В первый момент Старыгину показалось, что в церкви никого нет, но затем он увидел в боковом проходе человека в темном монашеском одеянии, который молился, опустившись на колени.
Старыгин не хотел мешать ему, но монах завершил молитву и поднялся. Дмитрий Алексеевич направился к нему, чтобы спросить дорогу, но монах прижал палец к губам и пошел вглубь церкви, жестом показав Старыгину следовать за собой.
Старыгин, заинтригованный, подчинился.
Следом за монахом он вошел в открытую дверь, по-видимому, соединявшую боковой неф церкви с ризницей.
Они оказались в просторном светлом помещении, на стенах которого были развешаны несколько превосходных картин.
Старыгин невольно залюбовался ими, подумав, что в Венеции даже в небольших и малоизвестных церквях можно найти подлинные шедевры. Особенно хороша была одна картина — несомненно, «Тайная вечеря». По точному, выразительному рисунку и резкому, мрачному колориту Дмитрий Алексеевич узнал кисть Тинторетто. При этом, хотя Тинторетто часто обращался к этому сюжету, Старыгину никогда не приходилось видеть репродукции именно этой картины. Она отличалась от всех прочих работ на тот же сюжет удивительно тонким, выразительным изображением каждого лица. Не только Христос, но и все апостолы были изображены с поразительной живостью, в них чувствовалось портретное сходство с конкретными, живыми людьми.
Особенно один персонаж, судя по положению на картине и выражению лица, Иуда Искариот, показался не только живым и выразительным, но знакомым Старыгину. Дмитрий Алексеевич где-то видел это лицо, но где и когда — он отчего-то не мог вспомнить, как ни старался…
Удивленный и восхищенный, Старыгин забыл, что пришел в эту церковь только для того, чтобы спросить дорогу. Он достал свой мобильный телефон и несколько раз сфотографировал картину, не спросив у монаха, разрешена ли здесь фотосьемка.
Впрочем, пока Дмитрий Алексеевич любовался картиной, монах куда-то исчез.
Старыгин удивленно огляделся.
Теперь в ризнице он был совершенно один.
Дмитрий Алексеевич направился к двери, через которую он вошел в ризницу, и с удивлением убедился, что эта дверь заперта. Какой-то неприятный холодок пробежал по его спине.
Впрочем, тут же подумал он, ничего страшного не произошло, должно быть, монах закрыл дверь по ошибке и сейчас вернется, чтобы выпустить его. Он немного подождал и затем постучал в дверь — сперва деликатно, негромко, потом гораздо сильнее.
Дверь не открылась, и никто не отозвался на его стук.
Ничего, убеждал он себя, главное, не впадать в панику.
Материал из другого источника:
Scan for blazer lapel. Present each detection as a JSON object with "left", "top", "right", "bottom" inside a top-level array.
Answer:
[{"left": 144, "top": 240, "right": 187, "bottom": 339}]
Рано или поздно кто-нибудь откроет ризницу…
Рано или поздно. Хотелось бы, чтобы это случилось скорее.
Дверь по-прежнему не открывалась, и Дмитрий Алексеевич на всякий случай обошел ризницу, чтобы проверить, нет ли из нее другого выхода.
И его надежда оправдалась: в дальнем углу помещения он увидел маленькую дверцу, обитую железными полосами. Он потянул за ручку — и дверца открылась. Из-за нее потянуло сыростью и холодом, но это был все же выход, и Старыгин решился.
Чтобы войти в эту дверь, ему пришлось пригнуться.
Он сделал шаг вперед, еще один шаг…
За дверью было темно, и он шел очень осторожно — кто знает, что поджидает его в этой темноте. Во всяком случае, не хотелось бы переломать ноги.
Вскоре эта предосторожность оправдалась: сделав несколько шагов в темноте, Старыгин едва не упал, поскольку впереди оказалась ведущая вниз каменная лестница. Чудом сохранив равновесие, он начал еще более осторожно спускаться по этой лестнице.